You'll need to perform the following steps anytime you replace, remove or add GPUs.

  1. ssh into Proxmox host
  2. Get the ids of the GPU device(s) and associated hdmi audio device(s)

    To get all devices...

    lspci -nn
    

    To get Nvidia gpu ids...

    lspci -nn | grep -i nvidia
    

    To get AMD gpu ids...

    lspci -nn | grep -i amd
    

  3. Take note of the device codes for both the VGA compatible controller and Audio device. Device IDs are typically two groups of four alphanumeric characters separated by a colon (i.e. XXXX:XXXX). Each GPU usually has two device IDs, one for video and one for audio.

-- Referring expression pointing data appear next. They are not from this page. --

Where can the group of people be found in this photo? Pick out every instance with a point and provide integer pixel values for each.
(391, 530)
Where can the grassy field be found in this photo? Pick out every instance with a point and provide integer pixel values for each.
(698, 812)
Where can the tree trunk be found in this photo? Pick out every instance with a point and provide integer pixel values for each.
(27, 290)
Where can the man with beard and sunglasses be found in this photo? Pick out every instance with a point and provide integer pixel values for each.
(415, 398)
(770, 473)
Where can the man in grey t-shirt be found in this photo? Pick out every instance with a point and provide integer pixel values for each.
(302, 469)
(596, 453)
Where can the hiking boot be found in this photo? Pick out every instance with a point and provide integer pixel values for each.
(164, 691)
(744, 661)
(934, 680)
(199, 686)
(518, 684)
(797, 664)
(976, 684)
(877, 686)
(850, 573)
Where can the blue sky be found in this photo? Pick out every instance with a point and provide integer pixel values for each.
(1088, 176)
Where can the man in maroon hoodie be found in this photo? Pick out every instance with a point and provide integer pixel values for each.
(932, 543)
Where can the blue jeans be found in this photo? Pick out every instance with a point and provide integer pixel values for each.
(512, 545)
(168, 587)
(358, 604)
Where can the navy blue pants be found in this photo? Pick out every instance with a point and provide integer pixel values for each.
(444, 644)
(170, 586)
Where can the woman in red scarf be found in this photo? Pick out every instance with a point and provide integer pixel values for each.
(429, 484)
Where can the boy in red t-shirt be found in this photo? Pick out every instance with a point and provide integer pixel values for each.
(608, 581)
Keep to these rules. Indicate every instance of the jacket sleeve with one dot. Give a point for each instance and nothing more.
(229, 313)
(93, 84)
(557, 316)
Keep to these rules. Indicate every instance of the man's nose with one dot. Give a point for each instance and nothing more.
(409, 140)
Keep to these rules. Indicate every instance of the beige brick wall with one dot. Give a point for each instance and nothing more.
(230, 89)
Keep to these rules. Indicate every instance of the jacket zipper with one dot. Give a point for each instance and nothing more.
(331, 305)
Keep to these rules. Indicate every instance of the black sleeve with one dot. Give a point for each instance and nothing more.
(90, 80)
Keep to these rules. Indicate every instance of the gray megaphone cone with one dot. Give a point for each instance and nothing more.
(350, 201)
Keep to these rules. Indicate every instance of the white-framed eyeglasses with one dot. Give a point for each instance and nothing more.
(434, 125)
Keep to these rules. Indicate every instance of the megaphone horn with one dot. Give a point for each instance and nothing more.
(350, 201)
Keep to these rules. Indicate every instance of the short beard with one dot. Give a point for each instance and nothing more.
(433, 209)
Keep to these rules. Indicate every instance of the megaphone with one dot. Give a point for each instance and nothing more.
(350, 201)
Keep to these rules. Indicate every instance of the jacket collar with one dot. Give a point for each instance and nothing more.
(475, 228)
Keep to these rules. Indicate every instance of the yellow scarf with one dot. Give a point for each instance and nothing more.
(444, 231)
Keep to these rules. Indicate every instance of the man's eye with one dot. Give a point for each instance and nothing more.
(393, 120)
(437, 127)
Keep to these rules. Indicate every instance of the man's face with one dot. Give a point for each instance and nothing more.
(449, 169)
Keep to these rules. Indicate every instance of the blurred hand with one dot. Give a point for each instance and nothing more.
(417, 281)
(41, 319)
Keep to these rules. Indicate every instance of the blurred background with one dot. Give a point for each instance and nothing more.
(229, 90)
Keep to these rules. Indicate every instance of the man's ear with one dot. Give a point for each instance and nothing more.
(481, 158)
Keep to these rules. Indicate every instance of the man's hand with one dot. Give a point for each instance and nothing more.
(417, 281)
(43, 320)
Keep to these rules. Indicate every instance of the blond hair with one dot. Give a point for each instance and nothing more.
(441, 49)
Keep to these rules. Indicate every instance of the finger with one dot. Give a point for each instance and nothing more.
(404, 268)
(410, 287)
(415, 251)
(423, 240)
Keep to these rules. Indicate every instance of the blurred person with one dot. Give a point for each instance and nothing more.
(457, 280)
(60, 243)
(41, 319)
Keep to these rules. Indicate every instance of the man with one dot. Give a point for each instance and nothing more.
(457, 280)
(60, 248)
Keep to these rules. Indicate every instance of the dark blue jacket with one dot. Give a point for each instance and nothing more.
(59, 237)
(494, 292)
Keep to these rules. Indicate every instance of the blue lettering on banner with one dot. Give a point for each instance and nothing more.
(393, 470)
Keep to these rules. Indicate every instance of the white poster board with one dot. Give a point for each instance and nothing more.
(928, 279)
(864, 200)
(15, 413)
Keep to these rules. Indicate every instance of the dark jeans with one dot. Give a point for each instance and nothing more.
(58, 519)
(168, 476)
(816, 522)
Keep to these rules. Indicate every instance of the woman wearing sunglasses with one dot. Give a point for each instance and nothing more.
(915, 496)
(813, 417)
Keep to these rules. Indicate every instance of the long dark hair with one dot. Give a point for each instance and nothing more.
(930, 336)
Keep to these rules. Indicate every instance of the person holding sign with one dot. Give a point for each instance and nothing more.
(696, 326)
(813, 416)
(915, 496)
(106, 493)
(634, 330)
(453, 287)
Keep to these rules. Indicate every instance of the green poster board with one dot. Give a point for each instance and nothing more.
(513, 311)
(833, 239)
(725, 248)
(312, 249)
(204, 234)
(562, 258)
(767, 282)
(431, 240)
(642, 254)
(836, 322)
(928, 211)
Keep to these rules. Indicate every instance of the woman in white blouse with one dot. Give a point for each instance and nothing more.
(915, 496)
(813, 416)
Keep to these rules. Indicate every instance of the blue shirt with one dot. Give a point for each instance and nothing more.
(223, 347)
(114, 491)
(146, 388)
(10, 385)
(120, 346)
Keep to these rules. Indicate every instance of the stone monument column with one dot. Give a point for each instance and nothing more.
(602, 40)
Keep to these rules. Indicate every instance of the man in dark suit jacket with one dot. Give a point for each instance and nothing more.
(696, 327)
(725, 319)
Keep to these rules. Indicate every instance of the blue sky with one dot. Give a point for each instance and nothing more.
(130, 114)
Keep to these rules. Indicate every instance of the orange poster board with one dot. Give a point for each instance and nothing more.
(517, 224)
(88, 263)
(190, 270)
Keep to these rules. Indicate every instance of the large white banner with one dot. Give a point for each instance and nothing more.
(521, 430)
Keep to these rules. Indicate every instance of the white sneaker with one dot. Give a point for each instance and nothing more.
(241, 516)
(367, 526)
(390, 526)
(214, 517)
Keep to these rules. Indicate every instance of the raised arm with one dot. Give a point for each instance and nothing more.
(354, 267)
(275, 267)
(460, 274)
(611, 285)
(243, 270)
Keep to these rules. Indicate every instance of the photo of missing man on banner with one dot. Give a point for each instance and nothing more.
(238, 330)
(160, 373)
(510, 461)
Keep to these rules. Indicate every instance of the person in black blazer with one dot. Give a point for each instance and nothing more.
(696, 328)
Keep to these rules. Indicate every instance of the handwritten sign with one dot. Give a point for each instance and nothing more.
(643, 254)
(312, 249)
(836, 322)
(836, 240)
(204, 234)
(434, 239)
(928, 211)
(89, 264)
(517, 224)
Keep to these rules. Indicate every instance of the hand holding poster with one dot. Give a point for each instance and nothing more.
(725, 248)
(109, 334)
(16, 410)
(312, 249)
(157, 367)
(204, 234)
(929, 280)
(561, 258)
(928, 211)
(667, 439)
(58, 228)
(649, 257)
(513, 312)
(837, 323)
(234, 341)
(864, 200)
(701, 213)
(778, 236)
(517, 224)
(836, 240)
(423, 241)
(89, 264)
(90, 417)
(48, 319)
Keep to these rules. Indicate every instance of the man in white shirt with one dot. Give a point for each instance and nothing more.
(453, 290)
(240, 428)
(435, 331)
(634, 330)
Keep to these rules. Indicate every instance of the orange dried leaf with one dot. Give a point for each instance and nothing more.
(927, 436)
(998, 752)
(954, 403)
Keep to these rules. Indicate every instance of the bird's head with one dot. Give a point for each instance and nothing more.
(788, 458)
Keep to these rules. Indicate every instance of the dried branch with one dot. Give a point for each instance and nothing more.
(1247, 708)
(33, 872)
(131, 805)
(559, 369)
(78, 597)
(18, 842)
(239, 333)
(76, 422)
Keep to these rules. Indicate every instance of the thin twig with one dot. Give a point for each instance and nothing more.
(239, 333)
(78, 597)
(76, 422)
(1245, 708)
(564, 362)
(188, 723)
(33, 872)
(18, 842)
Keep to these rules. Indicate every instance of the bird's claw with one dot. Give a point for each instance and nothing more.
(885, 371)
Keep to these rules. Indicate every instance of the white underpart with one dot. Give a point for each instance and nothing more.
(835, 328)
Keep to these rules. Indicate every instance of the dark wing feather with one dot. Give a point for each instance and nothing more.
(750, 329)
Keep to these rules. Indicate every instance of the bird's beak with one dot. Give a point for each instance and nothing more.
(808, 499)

    Here’s an example of the output for an NVIDIA GPU:

    01:00.0 VGA compatible controller [0300]: NVIDIA Corporation GA104 [GeForce RTX 3070 Ti] [10de:2482] (rev a1)
    01:00.1 Audio device [0403]: NVIDIA Corporation GA104 High Definition Audio Controller [10de:228b] (rev a1)
    
  4. Edit the vfio.conf to bind devices to the vfio-pci driver:

    nano /etc/modprobe.d/vfio.conf
    
  5. Add an options line to the vfio.conf (see examples below), replacing the device IDs with the ones you found in step 3. If you have multiple GPUs (or any PCI devices), list all the device IDs together in a single options line, separated by commas:

    Example with one GPU:

    options vfio-pci ids=10de:2482,10de:228b disable_vga=1
    

    Example of two GPUs:

    options vfio-pci ids=10de:2482,10de:228b,10de:2204,10de:1aef disable_vga=1
    
  6. Save changes and exit editor

5. Blacklist GPU drivers

  1. ssh into the Proxmox host
  2. Run the following commands to blacklist gpu drivers

    echo "blacklist radeon" >> /etc/modprobe.d/blacklist.conf 
    echo "blacklist nouveau" >> /etc/modprobe.d/blacklist.conf 
    echo "blacklist nvidia" >> /etc/modprobe.d/blacklist.conf 
    echo "blacklist nvidiafb" >> /etc/modprobe.d/blacklist.conf
    echo "blacklist nvidia_drm" >> /etc/modprobe.d/blacklist.conf
    
  3. Reboot the Proxmox host

Next Steps

Troubleshoot

"AER Correctable error message recieved" when running dmesg

This message is usually related to PCIe Active State Power Management (ASPM). While not the "best" way, you can try disabling ASPM to fix it. To do this, add pcie_aspm=off to the GRUB_CMDLINE_LINUX_DEFAULT line in /etc/default/grub. This is the same file you edited earlier in step 2.

For example, on Intel systems, it might look like this:
GRUB_CMDLINE_LINUX_DEFAULT="quiet intel_iommu=on iommu=pt pcie_aspm=off".

After making this change, update grub with sudo update-grub and reboot your system.


grafts: